Human-elephant conflict (HEC) is on the rise as the space in the Mara diminishes. In the Kenya portion of the ecosystem (the Maasai Mara and surrounding areas), people and wildlife peacefully co-existed for years when space for both did not overlap. Up until the 1950s, the ecosystem had a very small human population living in the area, but as the human population has grown, the rangeland demand for livestock and farming has increased, pushing wild animals into smaller areas. In 2015, it was reported that the human population around the Maasai Mara was growing at 10.5% per annum, more than three times the national rate of 2.5% (Courtney et al.). This is resulting in the subdivision of land has across much of the Mara landscape, resulting in continued rapid human population growth, through natality as well as immigration.

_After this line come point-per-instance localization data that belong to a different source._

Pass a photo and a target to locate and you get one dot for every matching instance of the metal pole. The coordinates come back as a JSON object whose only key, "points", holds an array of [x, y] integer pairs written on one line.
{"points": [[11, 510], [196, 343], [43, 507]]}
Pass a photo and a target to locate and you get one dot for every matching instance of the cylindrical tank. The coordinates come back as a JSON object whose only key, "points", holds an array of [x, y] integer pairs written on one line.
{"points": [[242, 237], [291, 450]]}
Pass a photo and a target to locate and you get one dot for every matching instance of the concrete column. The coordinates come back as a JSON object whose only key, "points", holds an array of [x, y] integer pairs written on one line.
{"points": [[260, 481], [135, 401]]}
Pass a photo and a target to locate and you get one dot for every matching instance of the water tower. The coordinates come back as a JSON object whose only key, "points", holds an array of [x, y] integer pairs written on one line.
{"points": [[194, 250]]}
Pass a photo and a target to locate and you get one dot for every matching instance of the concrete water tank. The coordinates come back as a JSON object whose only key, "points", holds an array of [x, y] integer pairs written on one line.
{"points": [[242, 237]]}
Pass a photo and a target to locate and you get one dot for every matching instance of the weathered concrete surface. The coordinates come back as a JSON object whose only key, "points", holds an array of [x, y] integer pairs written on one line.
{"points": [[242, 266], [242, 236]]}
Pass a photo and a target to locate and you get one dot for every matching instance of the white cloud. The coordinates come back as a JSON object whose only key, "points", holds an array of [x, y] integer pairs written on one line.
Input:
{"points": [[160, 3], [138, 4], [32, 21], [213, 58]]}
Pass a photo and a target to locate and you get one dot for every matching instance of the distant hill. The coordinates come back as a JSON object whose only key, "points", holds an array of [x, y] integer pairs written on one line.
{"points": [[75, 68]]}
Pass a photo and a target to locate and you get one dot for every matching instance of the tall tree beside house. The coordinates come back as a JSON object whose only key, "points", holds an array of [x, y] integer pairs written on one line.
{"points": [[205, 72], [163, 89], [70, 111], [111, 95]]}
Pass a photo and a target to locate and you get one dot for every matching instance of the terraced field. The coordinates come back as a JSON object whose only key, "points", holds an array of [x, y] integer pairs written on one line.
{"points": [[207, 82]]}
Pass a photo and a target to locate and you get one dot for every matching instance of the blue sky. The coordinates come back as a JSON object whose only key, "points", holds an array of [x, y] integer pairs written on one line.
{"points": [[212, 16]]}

Outside of protected land, individual Maasai landowners have parcels of land, which range in sizes of approximately 20 to 200 acres that are often fenced. This fragmentation of the ecosystem is blocking key wildlife migration routes (corridors) and is rapidly accelerating human-wildlife conflict. Variable weather patterns, land fragmentation, increasing human and livestock populations, increased demand and use of non-consumptive resources have all contributed to a higher level of human-elephant conflict.
In response to this increase, MEP has developed the HEC Toolkit that includes MEP’s best practices for mitigating human-elephant conflict. The Karen Blixen Camp Ree Park Safari helicopter has enabled MEP to increase our rapid response time and quickly and effectively mitigate a human-elephant conflict situation. Additionally, unmanned aerial vehicles that rangers can deploy are cheap and easy to use as are chili fences that deter elephants from farms. Finally, community engagement and education is essential to everyone coexisting harmoniously together in the Mara.